Continuing the anthology movies of the ‘40s, Fun and Fancy Free takes a slightly different approach by limiting the anthology to two longer shorts with a framing device featuring Jiminy Cricket. The first short, the story of Bongo the circus bear is interesting to examine as it has the same skeleton of numerous romantic stories. The second story, a take on Jack and the Beanstalk with Mickey, Donald and Goofy, demonstrates some interesting shortcuts for characterization.
The first short is framed as an audio story narrated on a record. It is the story of Bongo, a circus bear who escapes to the woods. The beginning of the short plays out very straightforward. On the stage he’s the star of the show, but off the stage he’s poorly treated by the circus master. He longs to escape the drudgery of performing show after show and eventually gets his chance. Throughout the short the antagonist changes several times. First it is the circus master, but then it shifts to nature itself as Bongo has difficulty initially getting used to life in the woods. Finally it shifts to a rival for the affections of a cute lady bear he meets. The romantic subplot of this piece is prototypical of many romantic plots in movies and TV shows. It goes something like this:
- Boy meets girl
- Boy and girl get along fine
- There is a misunderstanding that forces them apart.
- Misunderstanding is resolved and they live happily ever after.
In this case the misunderstanding is caused by the cultural difference between Bongo and the forest bears. In the forest it turns out these bears slap each other as a show of affection. One of many things I doubt these early shorts could get away with today. But, there is still the issue of the rivalj, but Bongo also overcomes him.
As the Bongo story wraps up the film shifts back to Jiminy Cricket as he moves the viewer from that story to the next one. In this case, that involves visiting a small party next door, which consists of a boy and girl, and a ventriloquist with two dummies. The next story is told by the ventriloquist, with the children or his dummies occasionally chiming in with their own thoughts.
The story itself is a retelling of Jack and the Beanstalk, but with Mickey in the starring role, along with Donald and Goofy along for the ride. Since it uses characters that are already known, there isn’t a lot of focus on developing them. It’s more just the established personalities bouncing off each other. This works well for a short, where there’s not a lot of time for character development anyway, but would fall flat in something longer, since it would really limit the viewer’s connection to the characters.
Indeed, there’s not much of a character arc at all. While there is still the trading of the cow for magic beans, there’s never any lesson implied in it. They never come back to it in either a positive or negative way. It’s just something that moves the story forward.
The story overall is not about the characters, but the action going on. While we see Mickey, Donald and Goofy are hungry at the beginning that still does every little to drive their actions beyond selling the cow. Throughout the story, the characters are reacting more than they’re acting. There’s never even a choice about going up the beanstalk or not, it happens to them while they sleep. They do decide to go to the castle, but not for any particular reason than curiosity.
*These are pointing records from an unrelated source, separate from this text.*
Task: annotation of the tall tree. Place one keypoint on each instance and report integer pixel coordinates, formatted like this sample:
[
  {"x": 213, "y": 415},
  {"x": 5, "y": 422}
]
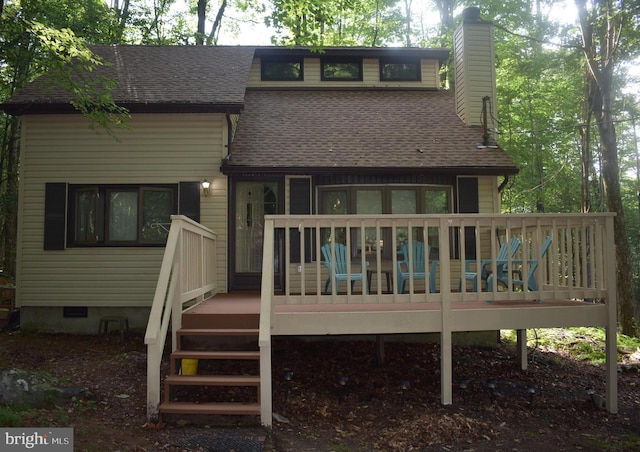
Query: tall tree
[
  {"x": 602, "y": 26},
  {"x": 38, "y": 36}
]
Once in the castle, the drive of hunger does come again briefly, as they rush up to eat the food from the giant’s table. But then the giant is introduce, conveniently singing about his powers, acting as a quick introduction to the audience of his abilities, so when it comes up later as a plot point it doesn’t feel strange. It is also helped by the ventriloquist explaining the giants abilities, and also building up how evil and cruel he is.
After the giant discovers the intruders it’s Mickey’s turn to play the hero, initially starting with him trying to outsmart the giant and trick him into turning into a bug so they can swat him. But when this fails and Donald and Goofy are locked up Mickey takes the lead again, getting the key from the giant and proceeding to escape. The end of the story comes rapidly, as they cut down the beanstalk while the giant is climbing down, letting him fall to his doom.
The two shorts are quite enjoyable on their own. The story of Bongo provides a look at shifting antagonist throughout the story, and also the framework of a very typical romantic story. The Jack and the Beanstalk short provides some examples at shortcuts of characterization, by using established characters and by using songs and narrators to straight up tell you about a character. While these aren’t always the best options, they are quick, and work well when you have limited time to tell the story.